The following inhibitors and their respective concentrations were used: blebbistatin (250 µM; Abcam, ab120425), cytochalasin-D (500nM; Sigma-Aldrich, C8273), GSK1016790A (GSK101, 50nM; Abcam, ab146191), GSK205 (10µM; Aobious, AOB1612), Exo-1 (120nM, EMD Millipore, 341220), TIMP-3 (5nM; R&D Systems, 973-TM-010). DMSO was the vehicle-alone control for blebbistatin, cytochalasin-D, GSK101, GSK205, and Exo-1. Deionized water was used as the vehicle control for TIMP-3 treatment.

Drug response

As previously described, GBM cells were encapsulated and cultured within hydrogels for three days. At day 3, fresh medium was added with either temozolomide (TMZ, Sigma-Aldrich, T2577) or Carmustine (BCNU, Sigma-Aldrich, C0400).
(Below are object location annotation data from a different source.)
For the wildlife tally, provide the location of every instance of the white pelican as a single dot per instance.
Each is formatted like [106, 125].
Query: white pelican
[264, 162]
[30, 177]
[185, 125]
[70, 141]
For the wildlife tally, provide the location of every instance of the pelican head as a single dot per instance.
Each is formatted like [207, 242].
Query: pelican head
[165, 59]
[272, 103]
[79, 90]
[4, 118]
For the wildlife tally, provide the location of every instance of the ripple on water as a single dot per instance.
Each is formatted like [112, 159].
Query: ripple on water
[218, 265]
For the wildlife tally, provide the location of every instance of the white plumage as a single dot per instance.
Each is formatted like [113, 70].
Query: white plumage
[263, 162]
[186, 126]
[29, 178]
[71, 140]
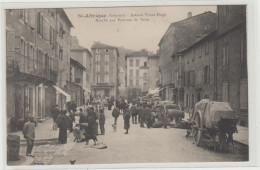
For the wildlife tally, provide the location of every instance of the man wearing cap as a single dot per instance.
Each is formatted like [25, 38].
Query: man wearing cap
[55, 113]
[29, 135]
[102, 120]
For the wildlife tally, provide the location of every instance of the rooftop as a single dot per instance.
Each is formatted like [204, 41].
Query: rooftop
[142, 53]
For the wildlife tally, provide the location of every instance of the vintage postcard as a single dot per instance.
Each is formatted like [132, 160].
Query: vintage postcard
[126, 85]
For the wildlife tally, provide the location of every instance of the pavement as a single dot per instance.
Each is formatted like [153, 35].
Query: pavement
[143, 145]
Concentrations used for both TMZ and BCNU were the following: 3, 30, 100, 300, 600 and 1000 µM. Hydrogels were cultured in medium supplemented with drug for an additional three days. Based on manufacturer’s instructions, Presto Blue cell viability reagent (Thermo Fisher Scientific) was used to measure the cell viability at the end of the drug treatment period (day 6). For both TMZ and BCNU, DMSO was used as the vehicle control. Relative cell viability was calculated by normalizing treatment groups to untreated vehicle alone control.
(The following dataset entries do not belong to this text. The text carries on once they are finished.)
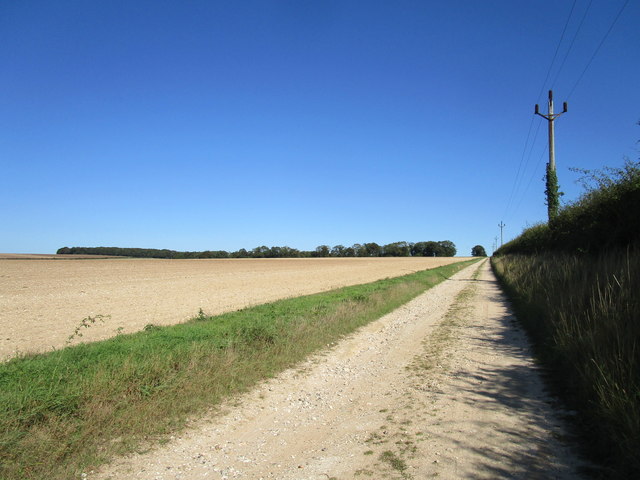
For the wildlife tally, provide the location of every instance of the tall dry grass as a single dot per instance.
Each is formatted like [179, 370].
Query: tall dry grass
[583, 313]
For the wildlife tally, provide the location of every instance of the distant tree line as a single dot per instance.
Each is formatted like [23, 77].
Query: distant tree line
[443, 248]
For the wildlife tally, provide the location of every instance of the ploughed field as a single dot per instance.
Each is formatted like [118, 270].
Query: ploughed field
[44, 299]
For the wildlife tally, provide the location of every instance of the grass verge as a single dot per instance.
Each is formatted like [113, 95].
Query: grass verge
[583, 314]
[65, 412]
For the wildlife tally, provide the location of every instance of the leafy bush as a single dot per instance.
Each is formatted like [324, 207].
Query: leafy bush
[606, 216]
For drug response studies using inhibitors in combination with TMZ, a similar procedure was used as described above with the following exceptions. Inhibitors targeting the actomyosin cytoskeleton (blebbistatin and cytochalasin-D) or modulating TRPV4 activity (GSK101 and GSK205) were added 24 hrs prior to TMZ administration. Inhibitors for nascent protein deposition and remodeling (Exo-1 and TIMP3) were added shortly after encapsulation and replenished halfway through the initial three-day culture period. All inhibitors were replenished in fresh medium along with TMZ (300 µM) at day 3, the start of drug treatment.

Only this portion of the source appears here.